CLI-based instant messaging client

climm (previously mICQ) is a free CLI-based instant messaging client that runs on a wide variety of platforms, including AmigaOS, BeOS, Windows (using either Cygwin or MinGW), OS X, NetBSD/OpenBSD/FreeBSD, Linux, Solaris, HP-UX, and AIX.

== Functionality ==

climm has many of the features the official ICQ client has, and more:

- It has support for SSL-encrypted direct connection compatible with licq and SIM.
- It supports OTR encrypted messages.
- It is internationalized; German, English, and other translations are available, and it supports sending and receiving acknowledged and non-acknowledged Unicode-encoded messages (it even understands UTF-8 messages for message types the ICQ protocol does not use them for).
- It is capable of running several UINs at the same time and is very configurable (e.g. different colors for incoming messages from different contacts or for different accounts).
- Due to its command-line interface, it has good usability for blind users through text-to-speech interfaces or Braille devices.

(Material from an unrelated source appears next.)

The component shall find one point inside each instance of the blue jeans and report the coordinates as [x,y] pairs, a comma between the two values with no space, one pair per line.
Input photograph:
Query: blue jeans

climm also supports basic functionality of the XMPP protocol.

== History ==
Climm was originally developed as mICQ by Matt D. Smith as public domain software. Starting with mICQ 0.4.8 it was licensed under the GPLv2, not much of the original PD code remained since then. All later additions were made by Rüdiger Kuhlmann, in particular, the support for the ICQ v8 protocol. mICQ was renamed to climm ("Command Line Interface Multi Messenger") with version change to 0.6. CLimm was relicensed to include the OpenSSL exception.